Analyzing Large CSVs with Dask Distributed

While this is not a course in Big Data, we do want to emphasis that clouds provide users with computing capabilities that exceed well beyond their own personal computers. In fact, industry giants such as Google and Amazon do staggering amounts of computation “in the cloud”.

Reading CSV files

To get started, we need to read our raw data into a dask dataframe. Once we have imported our packages and created our client, dask makes this as easy as pandas does.

csv = '/root/stackoverflow.csv'
df = dd.read_csv(csv, parse_dates=['creationdate', 'acceptedAnswerCreationDate'])
df = client.persist(df)
progress(df)

A couple of notes:

We read the csv directly in using the read_csv method. This mirrors the pandas API.
We call the client.persist method. The dask client tells the scheduler to cut up the data into dozens of smaller pandas dataframes scattered across the cluster.
The progress function graphs the progress of distributing the work to the cluster. Note how fast it completes.

Basics Methods

Let’s see how big the dataset is that we are working with:

len(df)
14015379

With over 14 million rows, we see it takes a few seconds for the result to come back.

Familiar pandas methods are available for basic data exploration. Let’s look at what column are present using the columns attribute.

Exercise. 
  * What is the most popular day for asking a question> What is the least popular day?
  * Does the number of answers a question has seem to depend on the day it was asked? Compute the average answer count by day of the week.
  * Break down the questions by total number of answers they receive. What are the top 10 most likely answer counts
for a question?

First, we investigate the CreationDayOfWeek column. To make sure it’s the data we think it is, let’s use the unique() method to get the unique values:

df.CreationDayOfWeek.unique().compute()

One difference between dask and pandas is we have to call compute() to tell dask to schedule the computation.

For the first question, we can look at a related method, the value_counts() method.

For part 2, we need the groupby method. We call df.groupby(df.creationDayOfWeek) to group the elements by the day of the week of the posting. Then, we chain to that .answercount.mean() since the average number of answers is what we are interested in. Don’t forget the .compute() at the end!

For the last part, we can use the value_count again. If we just want the 10 most likely answercounts, we can call the .head(10) method.

Null Values

Just as with normal pandas, we can make use of isnull() and notnull()

Exercise. What percentage of questions have an accepted answer?

We can do this using the accepteranswerid field.

Working with Dates

For questions that had an accepted answer, let’s explore how long it took before the accepted answer was posted.

With dask, just as with normal pandas dates, we can subtract the values as long as pandas recognizes they are dates. The subtraction will result in a timedelta object.

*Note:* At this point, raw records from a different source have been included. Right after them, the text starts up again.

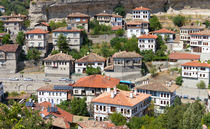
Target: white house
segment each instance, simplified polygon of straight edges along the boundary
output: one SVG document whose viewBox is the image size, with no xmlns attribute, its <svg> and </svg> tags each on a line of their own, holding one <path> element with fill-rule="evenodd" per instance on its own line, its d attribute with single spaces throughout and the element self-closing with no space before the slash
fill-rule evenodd
<svg viewBox="0 0 210 129">
<path fill-rule="evenodd" d="M 94 119 L 103 121 L 114 112 L 121 113 L 130 119 L 141 117 L 147 113 L 150 104 L 150 94 L 137 93 L 137 91 L 121 91 L 114 89 L 94 98 Z"/>
<path fill-rule="evenodd" d="M 138 47 L 140 51 L 143 50 L 152 50 L 156 51 L 156 35 L 145 34 L 138 37 Z"/>
<path fill-rule="evenodd" d="M 150 32 L 153 35 L 160 35 L 163 40 L 165 40 L 167 43 L 171 43 L 175 40 L 176 33 L 174 31 L 168 30 L 168 29 L 160 29 L 156 31 Z"/>
<path fill-rule="evenodd" d="M 101 71 L 104 71 L 105 61 L 106 59 L 104 57 L 95 53 L 90 53 L 89 55 L 75 61 L 75 73 L 85 73 L 87 66 L 93 68 L 99 67 Z"/>
<path fill-rule="evenodd" d="M 210 64 L 199 61 L 192 61 L 182 64 L 182 86 L 197 88 L 197 84 L 202 80 L 206 88 L 210 84 Z"/>
<path fill-rule="evenodd" d="M 142 6 L 136 7 L 132 11 L 133 19 L 149 21 L 151 14 L 150 10 L 151 9 Z"/>
<path fill-rule="evenodd" d="M 77 51 L 80 51 L 80 46 L 83 42 L 83 36 L 82 36 L 83 29 L 57 29 L 53 30 L 52 39 L 53 39 L 53 46 L 54 49 L 57 50 L 57 41 L 58 37 L 63 34 L 63 36 L 66 37 L 67 42 L 69 44 L 70 49 L 75 49 Z"/>
<path fill-rule="evenodd" d="M 190 43 L 190 33 L 197 33 L 204 30 L 202 26 L 187 25 L 180 27 L 180 42 Z"/>
<path fill-rule="evenodd" d="M 149 33 L 149 22 L 143 20 L 133 20 L 126 22 L 127 37 L 139 37 Z"/>
<path fill-rule="evenodd" d="M 148 81 L 144 81 L 142 85 L 136 86 L 138 92 L 152 95 L 156 113 L 163 113 L 166 106 L 170 107 L 174 104 L 177 88 L 178 86 L 171 82 L 149 83 Z"/>
<path fill-rule="evenodd" d="M 80 78 L 71 86 L 75 97 L 86 97 L 87 102 L 91 102 L 97 95 L 107 91 L 107 88 L 116 87 L 119 82 L 119 79 L 110 76 L 90 75 Z"/>
<path fill-rule="evenodd" d="M 36 48 L 41 52 L 41 57 L 45 57 L 48 49 L 48 31 L 34 29 L 25 33 L 26 50 Z"/>
<path fill-rule="evenodd" d="M 61 85 L 46 85 L 37 89 L 38 103 L 50 102 L 60 104 L 72 98 L 72 87 Z"/>
<path fill-rule="evenodd" d="M 43 61 L 45 76 L 70 77 L 74 71 L 74 58 L 62 52 L 49 55 Z"/>
</svg>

To get started we should create a new dataframe with only the posts with an accepted answer. Then we can:

Filter out rows for which the creation date of the accepted answer was less than the creation date of the post. (How could this happen?) because this will throw off our calculations.
Create a new column containing the difference between the dates.
Create another new column using the np.timedelta64(1, 'D')).astype(int) to convert the timedelta to an integer by dividing.
Plot the result of count() after grouping by the number of days (resp, weeks, months).